Mr. Chair, I thank the member for the question.
I'd like to begin my answer by saying that I fully understand the concerns of Canadians when changes are made to their memory institutions. I've been around a long time, having worked in cultural and social policy for the Government of Canada since 1986. I've been in this museum corporation for 12 years. I was in the corporation when another government created a museum, when a government built the Canadian War Museum, and I saw that project from the ground up. Many of the same concerns and discussions were certainly central to that whole period as well.
I think those concerns are understandable. What works, and as the Minister of Canadian Heritage explained, simply by its statutory nature the museum is a crown corporation existing at arm's length from the Government of Canada. Ministers and governments make their views known in very broad ways, as the former government did about the need for a military history museum, as this government has about its desire to introduce a bill to Parliament, and here you are at second reading.

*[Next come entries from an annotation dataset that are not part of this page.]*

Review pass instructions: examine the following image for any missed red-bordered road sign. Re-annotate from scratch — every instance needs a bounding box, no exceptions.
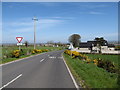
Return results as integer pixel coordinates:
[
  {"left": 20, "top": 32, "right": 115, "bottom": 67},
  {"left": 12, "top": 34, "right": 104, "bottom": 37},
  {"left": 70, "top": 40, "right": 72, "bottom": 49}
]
[{"left": 16, "top": 37, "right": 23, "bottom": 43}]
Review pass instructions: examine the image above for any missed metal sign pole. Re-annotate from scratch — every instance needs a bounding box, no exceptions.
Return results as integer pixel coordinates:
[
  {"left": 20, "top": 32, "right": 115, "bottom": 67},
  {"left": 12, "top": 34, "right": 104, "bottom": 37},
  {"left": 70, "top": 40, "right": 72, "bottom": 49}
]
[{"left": 19, "top": 45, "right": 20, "bottom": 51}]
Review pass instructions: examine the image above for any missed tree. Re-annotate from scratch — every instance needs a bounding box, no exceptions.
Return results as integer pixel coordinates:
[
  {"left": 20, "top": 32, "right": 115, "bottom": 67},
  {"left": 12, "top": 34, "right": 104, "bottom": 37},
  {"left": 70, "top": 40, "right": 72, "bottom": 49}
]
[
  {"left": 25, "top": 41, "right": 28, "bottom": 47},
  {"left": 68, "top": 34, "right": 81, "bottom": 47}
]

The arm's length and the protection flows from the governance structure of the corporation, and that is the role of the board of trustees in setting the strategic direction and, as I think many of the members of this committee know, that is a cornerstone of crown corporation governance. It appears in our corporate plan each year. It is my task as the CEO of the corporation to respond to that strategic direction and demonstrate to the board, operating on behalf of the minister of the government, that we are indeed implementing it.
My experience in the corporation is that the members of this committee as well as Canadians can be encouraged and assured that the museum will operate independently from the Government of Canada, and that the content of this new museum will be created by the content experts who work for us: the museologists, curators, researchers, and historians.